View from Fen Hide this morning
It was still getting light when I arrived at Strumpshaw for the first time for 2017. It was also raining with a brief shower and so I walked to Fen Hide to take shelter. Fortunately, the rain had stopped by the time I reached the hide, but I still decided to go inside anyway as there was no need to weasel watch anymore. After a few minutes watching mallards swimming around the overflowing pool in front of the hide, I was joined by one of my regulars. Together, we sat and watched everything flying by including about 3-4 marsh harriers, pink-footed geese, distant bearded tits darting between the reed beds in the dim light, a kingfisher and a bittern that caught us unaware as it flew out of the reed bed beside the hide's left side. The kingfisher also returned chasing another in a bit of a territorial dispute.

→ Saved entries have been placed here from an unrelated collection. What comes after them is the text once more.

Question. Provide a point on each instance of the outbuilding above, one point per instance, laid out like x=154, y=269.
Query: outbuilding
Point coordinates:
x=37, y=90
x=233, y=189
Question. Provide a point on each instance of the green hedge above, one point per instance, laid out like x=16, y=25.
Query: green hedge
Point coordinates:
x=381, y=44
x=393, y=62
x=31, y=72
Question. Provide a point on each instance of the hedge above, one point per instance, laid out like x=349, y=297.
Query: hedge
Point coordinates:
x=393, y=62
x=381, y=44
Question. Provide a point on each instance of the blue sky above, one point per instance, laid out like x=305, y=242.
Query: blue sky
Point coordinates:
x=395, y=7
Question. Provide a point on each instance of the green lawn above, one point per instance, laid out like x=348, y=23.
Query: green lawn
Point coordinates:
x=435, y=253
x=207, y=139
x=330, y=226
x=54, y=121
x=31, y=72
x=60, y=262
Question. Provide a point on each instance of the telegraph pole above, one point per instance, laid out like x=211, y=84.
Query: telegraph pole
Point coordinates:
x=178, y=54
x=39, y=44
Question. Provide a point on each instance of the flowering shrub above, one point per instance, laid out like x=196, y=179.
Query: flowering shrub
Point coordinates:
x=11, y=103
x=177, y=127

Marsh Harrier (this one has a white tag with the number 16 on it)
Pink-footed Geese
With the light and the weather much improved, I walked back to start my shift at Reception Hide, seeing a treecreeper along the way. At Reception Hide, Ben the warden gave me a tick list and asked me to tick off any species that I can see or hear from the hide. Apparently, Strumpshaw is competing with RSPB Frampton Marsh in Lincolnshire in spotting the most bird species from their reception hides for each month of the year. As I am one of the best spotters volunteering at the hide, it was my job to get the ball rolling for this month and, of course, the year. As long as I can see it from the hide or the blind beside the hide I could tick it off. I think I made a good start with over 20 species ticked off today, which included a kestrel and a kingfisher (Cobber the black swan doesn't count towards the total as he is an escapee).

Cobber the Black Swan

Today was surprisingly a nice sunny day for the most part. However, there was another brief spell of rain with strong winds accompanying it around lunch time making the landscape look stormy for a few minutes. Then the sun returned and brightened everything up even more than previously before.